Mit "Magyk", dem ersten Band ihrer Trilogie um Septimus Heap, ist der englischen Autorin Angie Sage ein wortwörtlich zauberhaftes Debüt gelungen.
Zum Inhalt wurde in anderen Rezensionen ausführlich Stellung genommen, im Mittelpunkt steht meiner Ansicht nach das Findelkind Jenna, das mit Mitgliedern seiner Ziehfamilie und der Außergewöhnlichen Zauberin bei Nacht und Nebel vor hinterhältigen Meuchlern aus der Burg fliehen muss. Sie schleppen dabei eher versehentlich einen schüchternen Zehnjährigen mit, der dadurch unfreiwillig zu einem Desserteur der Jungenarmee wird und gar nicht davon begeistert ist, mitten in den Sümpfen in der Hütte einer Weissen Hexe zu landen.
Die Geschichte ist übrigens in sich abgeschlossen, aber ich denke, wer dem Zauber von Angie Sage erlegen ist, wird froh darüber sein zu hören, dass es noch zwei Fortsetzungen geben wird.

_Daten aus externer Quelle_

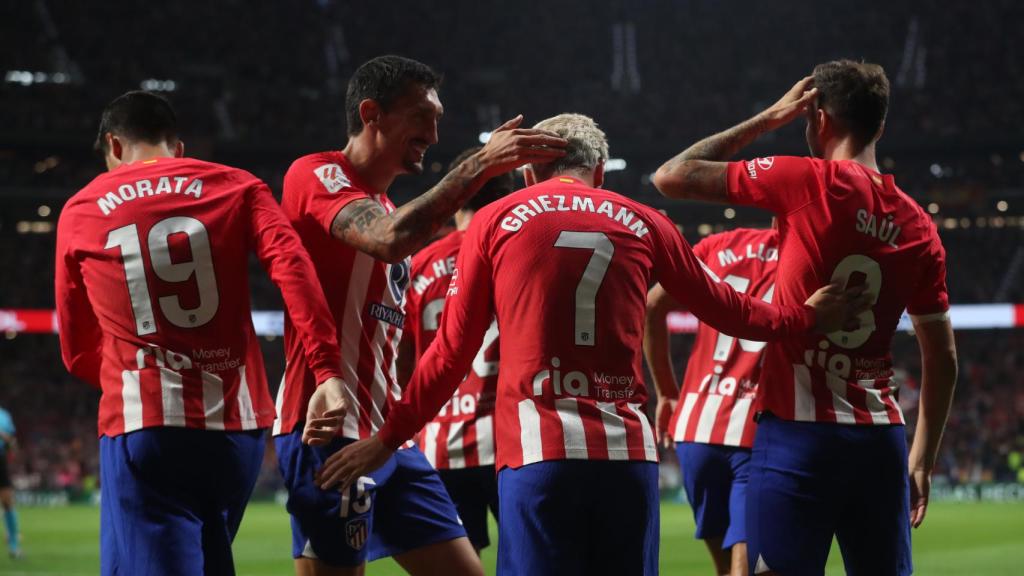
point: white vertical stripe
(213, 401)
(279, 404)
(172, 398)
(614, 432)
(709, 414)
(876, 406)
(247, 415)
(351, 331)
(737, 421)
(131, 396)
(649, 446)
(684, 416)
(430, 442)
(842, 406)
(803, 398)
(457, 453)
(485, 440)
(378, 388)
(573, 437)
(529, 433)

Aufgrund der Thematik - Zauberei - und dem Genre Jugendliteratur liegt ein Vergleich mit Harry Potter nahe; muss aber gar nicht sein. Vorweg: Septimus muss sich hinter Harry sicher nicht verstecken, ist aber - und das ist eigentlich ein Vorteil - anders!
Denn Zauberei ist nicht gleich Zauberei, und während die Harry Potter-Abenteuer in der heutigen Zeit in eine Art 'angepassten' England spielen, lebt die Zaubererfamilie Heap in einer völlig neu geschaffenen, mittelalterlichen Welt.
Außerdem ist Sages Stil etwas einfacher als der von Rowling und auf ein etwas jüngeres Publikum zugeschnitten als die späteren Potter-Bände.
Wie aber alle guten Kinder- und Jugendbücher können auch ältere Leser ihren Spaß damit haben.
"Magyk" verbreitet unglaublichen Charme. Die größte Stärke des Romans sind sicherlich die (teilweise arg skurrilen) Charaktere: die mächtigste Zauberin des Landes hat einen Lila-Tick und einen Faible für Python-Stiefel, die Weisse Hexe der Sümpfe kocht für ihr Leben gern, aber nicht unbedingt gut ... es gibt Botenratten, Panzerkäfer, einen schüchternen Kind-Soldaten, einen cleveren Hund, freundliche Geister, geschwätzige Wirtinnen, Waldhexen, Werwölfe, Wasserschlangen und und und...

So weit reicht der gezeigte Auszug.